Defunct weekly newspaper in Nova Scotia, Canada

The Bridgewater Bulletin was a weekly community newspaper published on Nova Scotia’s South Shore by Lighthouse Publishing Ltd, one of the last family-owned newspapers in Canada. On May 3, 2011, the Bridgewater Bulletin and the Progress Enterprise merged to become a single paper, the Lunenburg County Progress Bulletin. In November 2014, the newspaper rebranded its name, becoming the LighthouseNOW Progress Bulletin. In 2015 it was purchased by Advocate Media, based in Pictou, Nova Scotia and in 2024 it changed hands again, with local Kevin McBain taking ownership. Late in 2024, the name was changed to the South Shore Bulletin. It can be found at www.southshorebulletin.ca.

==History==
- Many newspapers have served the South Shore of Nova Scotia since Henry Fisher began The Nova Scotia Farmer in 1863. Only The Progress Enterprise in Lunenburg, founded by E.I. Nash in 1876, and The Bulletin in Bridgewater, founded by C.J. Cragg in 1888, survived.

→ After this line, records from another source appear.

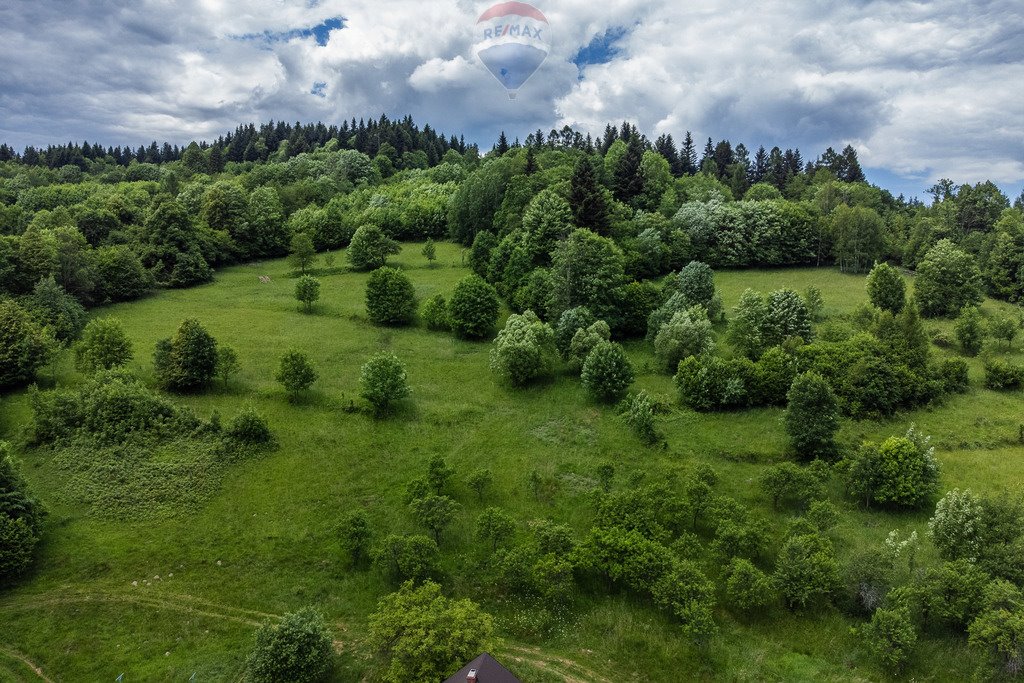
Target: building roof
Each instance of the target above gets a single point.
(487, 671)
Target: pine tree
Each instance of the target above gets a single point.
(629, 180)
(590, 208)
(688, 156)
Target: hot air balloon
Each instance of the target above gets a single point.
(513, 42)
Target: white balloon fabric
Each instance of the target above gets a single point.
(513, 43)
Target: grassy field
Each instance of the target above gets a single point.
(159, 598)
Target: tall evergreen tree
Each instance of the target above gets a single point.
(590, 208)
(629, 179)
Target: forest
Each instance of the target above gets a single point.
(344, 402)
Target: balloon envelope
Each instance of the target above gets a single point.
(513, 42)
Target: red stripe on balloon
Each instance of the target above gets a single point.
(506, 8)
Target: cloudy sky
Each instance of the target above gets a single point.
(922, 89)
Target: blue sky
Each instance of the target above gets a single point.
(922, 90)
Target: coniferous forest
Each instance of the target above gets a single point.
(361, 401)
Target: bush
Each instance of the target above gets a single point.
(370, 248)
(886, 288)
(948, 280)
(900, 473)
(307, 292)
(806, 570)
(24, 347)
(709, 382)
(955, 526)
(969, 331)
(249, 428)
(524, 350)
(569, 323)
(188, 360)
(639, 416)
(390, 297)
(889, 637)
(407, 557)
(423, 636)
(688, 333)
(56, 309)
(473, 307)
(435, 313)
(383, 382)
(295, 373)
(584, 341)
(607, 373)
(748, 588)
(812, 417)
(103, 346)
(1000, 375)
(299, 649)
(17, 543)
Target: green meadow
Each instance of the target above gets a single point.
(161, 596)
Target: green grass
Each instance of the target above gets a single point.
(265, 542)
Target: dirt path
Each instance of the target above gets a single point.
(27, 662)
(572, 672)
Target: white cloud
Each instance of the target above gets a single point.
(924, 89)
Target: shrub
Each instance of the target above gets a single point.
(390, 297)
(607, 373)
(24, 347)
(886, 288)
(955, 526)
(307, 292)
(56, 309)
(639, 416)
(948, 280)
(383, 382)
(584, 341)
(370, 248)
(103, 346)
(249, 428)
(889, 637)
(407, 557)
(295, 373)
(709, 382)
(688, 333)
(188, 360)
(423, 636)
(435, 313)
(17, 543)
(1000, 375)
(900, 473)
(495, 526)
(748, 588)
(299, 649)
(302, 252)
(473, 307)
(524, 350)
(806, 570)
(969, 331)
(812, 417)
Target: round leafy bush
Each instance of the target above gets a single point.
(606, 372)
(298, 649)
(370, 248)
(383, 382)
(390, 297)
(473, 307)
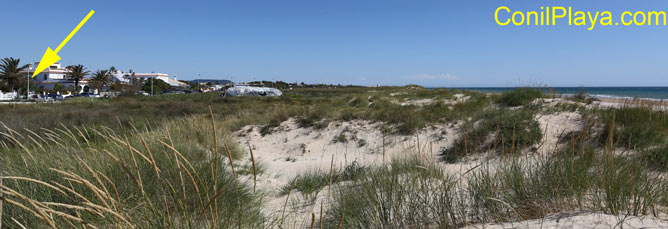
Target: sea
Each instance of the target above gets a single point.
(650, 93)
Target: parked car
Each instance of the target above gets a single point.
(56, 97)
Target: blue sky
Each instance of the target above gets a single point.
(432, 43)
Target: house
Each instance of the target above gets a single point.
(53, 75)
(57, 75)
(120, 76)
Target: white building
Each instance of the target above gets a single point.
(56, 74)
(126, 77)
(53, 75)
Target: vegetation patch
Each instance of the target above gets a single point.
(519, 97)
(501, 130)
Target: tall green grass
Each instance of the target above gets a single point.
(162, 178)
(519, 97)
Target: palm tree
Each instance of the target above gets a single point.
(76, 73)
(101, 78)
(10, 71)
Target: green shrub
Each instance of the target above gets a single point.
(510, 132)
(519, 97)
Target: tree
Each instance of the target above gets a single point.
(159, 86)
(58, 87)
(10, 72)
(76, 73)
(100, 79)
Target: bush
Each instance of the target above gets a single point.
(502, 130)
(519, 97)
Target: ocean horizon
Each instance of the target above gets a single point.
(654, 93)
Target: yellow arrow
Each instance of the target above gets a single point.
(51, 56)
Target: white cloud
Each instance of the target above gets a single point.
(445, 76)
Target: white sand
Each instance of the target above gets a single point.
(583, 220)
(555, 126)
(291, 150)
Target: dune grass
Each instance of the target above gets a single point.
(513, 189)
(519, 97)
(164, 162)
(165, 177)
(500, 130)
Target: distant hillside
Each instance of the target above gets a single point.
(212, 81)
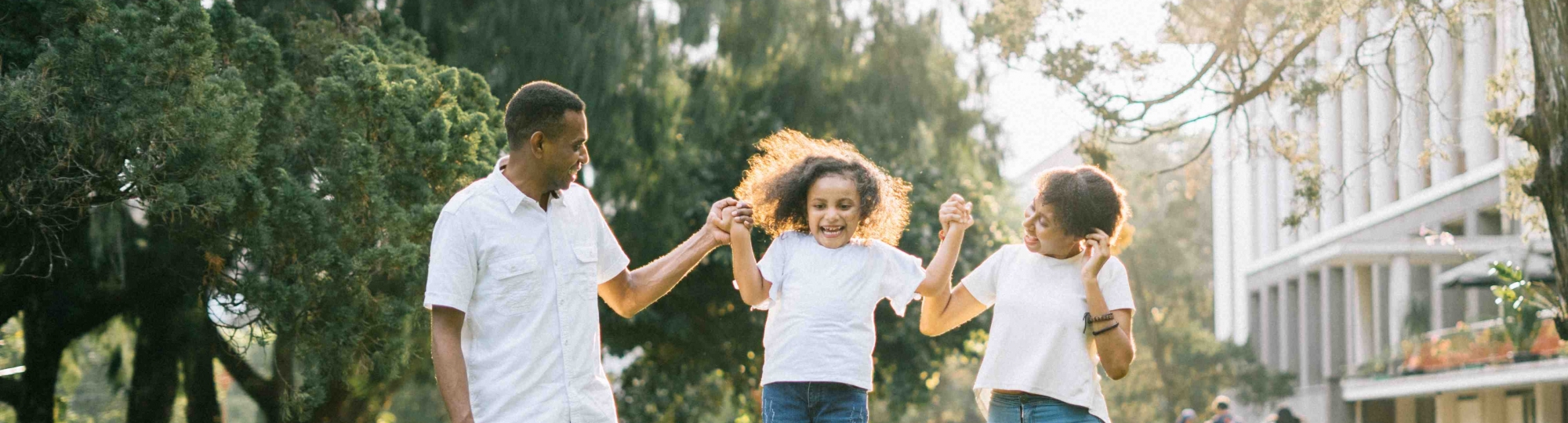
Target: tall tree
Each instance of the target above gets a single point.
(294, 181)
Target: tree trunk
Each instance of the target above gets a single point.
(154, 375)
(45, 347)
(201, 392)
(1547, 129)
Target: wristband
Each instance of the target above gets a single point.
(1091, 320)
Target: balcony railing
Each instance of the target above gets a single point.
(1475, 345)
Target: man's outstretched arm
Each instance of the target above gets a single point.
(452, 374)
(631, 292)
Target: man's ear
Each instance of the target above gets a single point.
(537, 143)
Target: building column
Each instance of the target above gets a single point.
(1329, 146)
(1246, 244)
(1360, 287)
(1307, 132)
(1379, 313)
(1334, 320)
(1283, 324)
(1310, 314)
(1268, 317)
(1439, 298)
(1410, 85)
(1381, 115)
(1221, 215)
(1550, 402)
(1445, 110)
(1354, 125)
(1266, 181)
(1475, 134)
(1399, 295)
(1285, 179)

- Margaret and Ralph Hennigar purchased the newspapers and printing business in the late 1960s and early 1970s. Lighthouse Publishing is one of the few remaining family-owned newspaper operations in Canada. Today, most newspapers are under group or chain ownership.
- The Bulletin and the Progress Enterprise have a combined circulation of about 12,000. The Lighthouse Log was a 26,000 controlled-circulation advertising vehicle distributed free throughout Lunenburg and Queens Counties.

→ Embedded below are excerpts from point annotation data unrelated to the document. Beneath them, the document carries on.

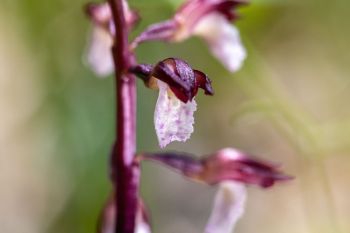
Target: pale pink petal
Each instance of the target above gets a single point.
(173, 119)
(99, 55)
(223, 40)
(229, 205)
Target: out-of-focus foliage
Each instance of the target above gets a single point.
(289, 103)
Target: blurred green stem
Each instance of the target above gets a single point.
(298, 133)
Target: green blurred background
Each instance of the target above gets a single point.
(288, 104)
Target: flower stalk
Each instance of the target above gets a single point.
(124, 171)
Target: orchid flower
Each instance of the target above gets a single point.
(178, 84)
(99, 56)
(208, 19)
(229, 169)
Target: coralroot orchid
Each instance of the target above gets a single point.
(208, 19)
(178, 84)
(230, 169)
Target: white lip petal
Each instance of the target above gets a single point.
(223, 40)
(99, 55)
(228, 207)
(173, 119)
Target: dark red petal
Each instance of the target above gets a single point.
(202, 81)
(164, 72)
(143, 71)
(222, 166)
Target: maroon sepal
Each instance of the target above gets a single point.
(178, 74)
(221, 166)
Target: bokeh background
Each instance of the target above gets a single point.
(289, 104)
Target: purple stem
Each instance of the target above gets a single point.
(125, 173)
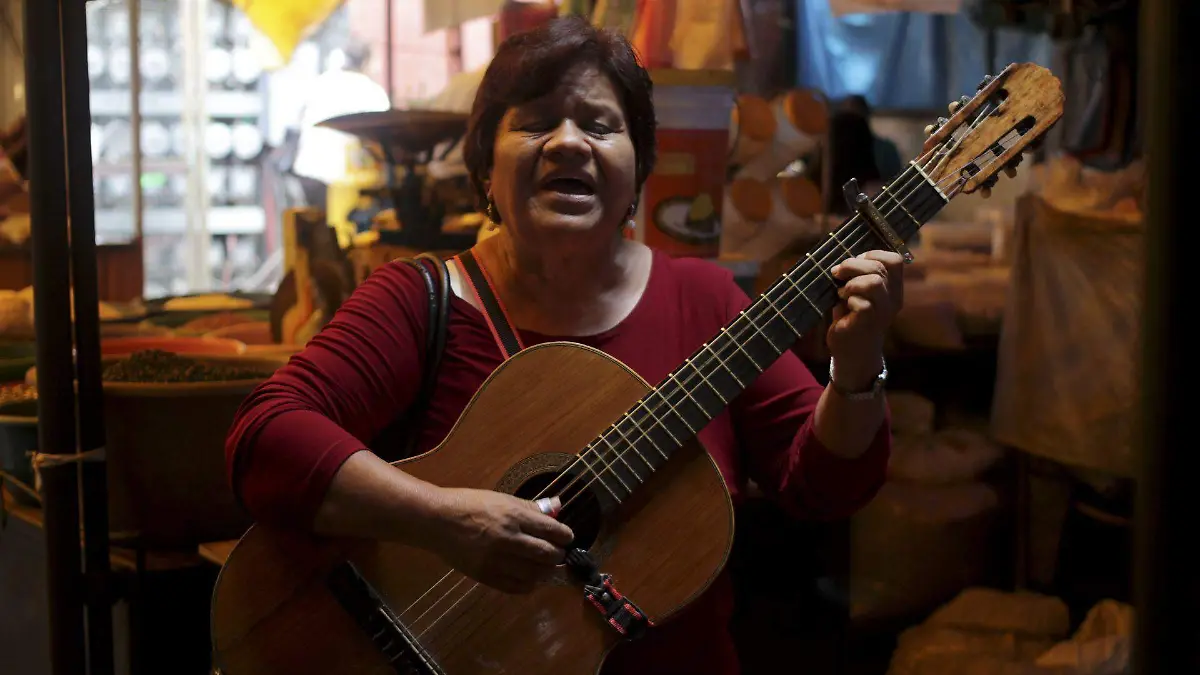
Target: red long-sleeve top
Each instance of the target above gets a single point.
(294, 431)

- In 1995 the weekly papers were redesigned by editor Vernon Oickle and his staff, and changed format from broadsheet to 11 x 17-inch tabloid. Lighthouse Publishing gradually moved from the original hot lead makeup to cut-and-paste layout and design, and then to full pagination. Now it has gone digital and has moved from computer to plate, rather than from computer to negative to plate.
- Lynn Hennigar became president and general manager of Lighthouse Publishing in 1995, replacing her father, Ralph Hennigar who is now retired. Marg Hennigar, publisher, internationally recognized editorial writer and long-time columnist died, but not before completing a media literacy book for children entitled No News Is Bad News.
- The newspaper was purchased by Advocate Media Incorporated in August, 2015.